2. Spitz-findig-keit
Die NZZ vom 6.8.2023 (hinter Schranke) stellt an deren 90. Geburtstag eine griechische Sängerin vor, die auf dem Höhepunkt ihrer Kunst abgetreten ist. Dabei hatte Antigone Sgourda einen beachtlichen Wirkungskreis. „Nach Anfängen in Bonn und Essen gehörte sie parallel zu ihrem Zürcher Engagement dem Ensemble der Städtischen Bühnen Frankfurt an, sie gastierte an den Staatsopern von München, Hamburg und Wien, im Teatro La Fenice in Venedig, bei den Festspielen von Edinburg, Glyndebourne und Schwetzingen, beim Holland Festival und in ihrer Heimatstadt Athen.“
In ihren sechzehn Züricher Jahren – von 1966 bis 1982 – brillierte die Sopranistin in Opern von Puccini, Verdi, Mozart, Massenet, Gounods, sang außerdem die Titelrollen in Dvořáks „Rusalka“ und Janáčeks „Katja Kabanowa“. Sicherlich keine Weltkarriere, deshalb existieren wohl auch nur ganz wenige Tondokumente. Eines dieser seltenen Stücke (knapp sechsminütig) ist auf YouTube festgehalten. In Mozarts „Don Giovanni“, zweiter Akt, singt sie „Non mi dir“. Und wird begleitet vom „English Chamber Orchestra“ unter dem Gastdirigenten Daniel Barenboim.

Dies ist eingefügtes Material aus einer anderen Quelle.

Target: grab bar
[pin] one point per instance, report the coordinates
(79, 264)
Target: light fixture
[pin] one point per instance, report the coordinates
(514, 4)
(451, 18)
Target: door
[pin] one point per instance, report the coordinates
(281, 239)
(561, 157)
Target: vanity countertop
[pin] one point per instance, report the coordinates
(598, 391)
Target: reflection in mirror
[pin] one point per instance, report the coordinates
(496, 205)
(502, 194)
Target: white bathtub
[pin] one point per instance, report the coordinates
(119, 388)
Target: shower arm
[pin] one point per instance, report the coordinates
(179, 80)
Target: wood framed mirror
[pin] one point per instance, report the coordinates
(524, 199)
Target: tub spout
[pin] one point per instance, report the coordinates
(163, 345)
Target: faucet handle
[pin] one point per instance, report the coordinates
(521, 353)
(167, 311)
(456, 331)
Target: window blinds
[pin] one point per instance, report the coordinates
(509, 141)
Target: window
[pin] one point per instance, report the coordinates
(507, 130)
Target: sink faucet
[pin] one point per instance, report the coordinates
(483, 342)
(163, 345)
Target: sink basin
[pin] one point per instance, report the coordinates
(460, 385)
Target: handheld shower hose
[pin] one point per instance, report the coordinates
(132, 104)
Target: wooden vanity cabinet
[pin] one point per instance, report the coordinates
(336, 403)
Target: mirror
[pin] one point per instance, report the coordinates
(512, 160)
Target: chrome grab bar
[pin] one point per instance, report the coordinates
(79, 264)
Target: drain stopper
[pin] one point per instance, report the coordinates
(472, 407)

Noch nicht fünfzigjährig kehrte sie 1982 nach Athen zurück und trat kaum mehr auf. „Man darf nicht zwei Dinge schlecht tun, sondern muss eines gut tun, und für mich als alleinerziehende Mutter war mein Kind das Wichtigste.“ Bei gelegentlichen Auftritten in Athen realisierte sie, dass man auch nicht nur ein bisschen singen kann. „Man muss es hundertprozentig oder gar nicht tun.“ So wurde aus der Sängerin die Gesangspädagogin Antigone Sgourda, die schlussfolgert: „Denn für mich besteht eine Sängerlaufbahn aus drei Stadien: Lernen, Singen, Weitergeben – sofern man dies kann.“
3. Spitz-findig-keit
Vielleicht war es so auch im Hause der Swifts. Denn die Großmutter mütterlicherseits war Opernsängerin und inspirierte ihre Enkelin schon früh. Meine ersten Begegnungen mit der 1989 geborenen Taylor Swift im Internet vor wenigen Tagen mit „Mine“ aus 2006 sowie dem Album „Red“ aus 2012, in Nashville/Tennessee vor kleinem Publikum vorgetragen. Dazu nun, der Kontrast könnte nicht größer sein, ihre sogenannte „Eras Tour“ mit dem Auftritt im Levi’s Stadion in Santa Clara, Kalifornien, am 28. Juli 2023, vor 15 Tagen (auf YouTube knapp drei Stunden lang mit über 40 Liedern und wohl ebenso vielen Kleidchen festgehalten. Übrigens wird ihr Song „We Are Never Ever Getting Back Together“ aus dem Red-Album 2012 – in rot getaucht, mehrstimmig, getanzt in aufwändiger Bühnentechnik – ebenfalls dargeboten, ab 1:30:10).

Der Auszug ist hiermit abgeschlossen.